Walk. Push the pram. Put your child in a creche if you can and do a class. You don't need me to tell you that exercise is good for you. It releases those lovely endorfins we all benefit from. I can tell you first hand this works. I start Monday morning stressed to the hilt. The whole week is ahead, I'm missing the weekend, missing having my husband with me, worrying about how I'm going to fit everything in. At 9:30 am I put Felix in the creche at my local leisure centre and I do a class. Whilst I'm in that class I physically cannot worry about anything. I'm too busy sweating and trying to keep up. After the class I find half of the things I've been worrying about have left my head, or their significance is greatly reduced. Plus, I feel good about myself. I feel fit and healthy. I also feel good because Felix has had some time playing and socialising with other children, something I feel benefits him.

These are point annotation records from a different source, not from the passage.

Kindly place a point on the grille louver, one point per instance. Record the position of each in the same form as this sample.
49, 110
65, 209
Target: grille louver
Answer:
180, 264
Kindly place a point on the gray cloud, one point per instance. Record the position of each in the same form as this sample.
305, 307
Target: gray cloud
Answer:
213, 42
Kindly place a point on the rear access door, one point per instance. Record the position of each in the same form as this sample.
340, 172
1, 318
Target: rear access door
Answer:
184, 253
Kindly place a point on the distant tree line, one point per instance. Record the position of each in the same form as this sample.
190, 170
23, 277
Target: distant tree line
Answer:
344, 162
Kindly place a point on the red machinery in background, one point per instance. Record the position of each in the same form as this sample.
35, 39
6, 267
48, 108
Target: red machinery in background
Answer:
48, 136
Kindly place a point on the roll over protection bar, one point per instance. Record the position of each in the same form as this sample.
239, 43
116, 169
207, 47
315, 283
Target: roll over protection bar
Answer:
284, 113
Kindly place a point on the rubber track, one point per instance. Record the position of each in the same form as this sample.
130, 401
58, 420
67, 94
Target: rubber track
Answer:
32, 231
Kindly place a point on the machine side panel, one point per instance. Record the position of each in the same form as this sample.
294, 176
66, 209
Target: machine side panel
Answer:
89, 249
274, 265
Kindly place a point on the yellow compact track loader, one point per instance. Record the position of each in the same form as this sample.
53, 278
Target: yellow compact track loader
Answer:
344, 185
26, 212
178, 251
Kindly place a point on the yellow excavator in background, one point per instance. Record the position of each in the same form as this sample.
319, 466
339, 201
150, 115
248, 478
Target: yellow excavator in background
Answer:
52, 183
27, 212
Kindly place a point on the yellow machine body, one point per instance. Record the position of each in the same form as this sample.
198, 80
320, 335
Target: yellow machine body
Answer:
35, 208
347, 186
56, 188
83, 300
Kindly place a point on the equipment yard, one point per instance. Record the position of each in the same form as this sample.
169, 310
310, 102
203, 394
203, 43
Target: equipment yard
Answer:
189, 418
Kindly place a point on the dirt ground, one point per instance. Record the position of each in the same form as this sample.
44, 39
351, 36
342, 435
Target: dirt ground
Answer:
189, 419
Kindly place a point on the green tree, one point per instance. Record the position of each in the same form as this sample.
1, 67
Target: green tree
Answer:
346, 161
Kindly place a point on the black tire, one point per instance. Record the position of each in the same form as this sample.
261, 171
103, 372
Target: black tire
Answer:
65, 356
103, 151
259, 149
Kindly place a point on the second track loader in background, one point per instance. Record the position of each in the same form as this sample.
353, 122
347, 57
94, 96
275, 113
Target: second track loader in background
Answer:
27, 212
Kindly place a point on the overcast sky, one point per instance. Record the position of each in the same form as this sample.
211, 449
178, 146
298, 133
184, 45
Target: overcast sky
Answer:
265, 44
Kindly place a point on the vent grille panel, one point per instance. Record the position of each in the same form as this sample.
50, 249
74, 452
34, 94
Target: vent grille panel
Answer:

3) Set aside some "me" time:
I know.. I know. You feel you haven't got time. If you can though, even just two hours a week, just setting aside a slot in your week where you do something for you can made heaps of difference. This could be the exercise class! Hell, kill two bird with one stone why not, you multitasking mutha! Perhaps you've always wanted to learn to knit? Find a local class. Sign up. Go out for a drink with a friend.
|Take a break!
4) Set aside "time off":
This is something I am learning to do. I'm someone who's guilty of always trying to do too much (see the above about never feeling good enough!). If we give ourselves too much to do, the chances are we end up doing most things badly, or at least, not to our standards. It is SO important to switch off, do do NOTHING. Sit in a chair in the dark. Listen to the radio. Sit in the garden and listen to the birds. Put the phone and laptop away. This leads me on to no 5:
5) Make a schedule:
This is something for the list makers out there. Chances are, if you're a worrier, you probably also enjoy a good list! To help myself focus on what needs to be done during the week, to fit in my exercise, blogging time and "doing nothing" time I made a schedule. I was suffering with the feeling that I ought to be blogging/emailing/sorting things out any time I had a second where I wasn't with a child. It was starting to make me feel very stressed and, to be honest, quite unhinged. I decided to schedule my week, even though I was skeptical, and it's worked! I now know which evenings I'm going to blog. I have my exercise classes planned in. I've organised a monthly meet up with friends so I have something to look forward to and guaranteed time to talk. I also have very important evenings where there is nothing booked in. All I do on those evenings now is take it easy. I chat with the husband. I watch TV. I read my book. I don't get my laptop out. It's hard, but it's worth it.
Those are my top 5 tips for feeling better about yourself and reducing the worry in your life. My worried never completely go away, as does my anxiety. But I know that doing all of the above, I feel better. Not all of the time, but some of the time. And that is better!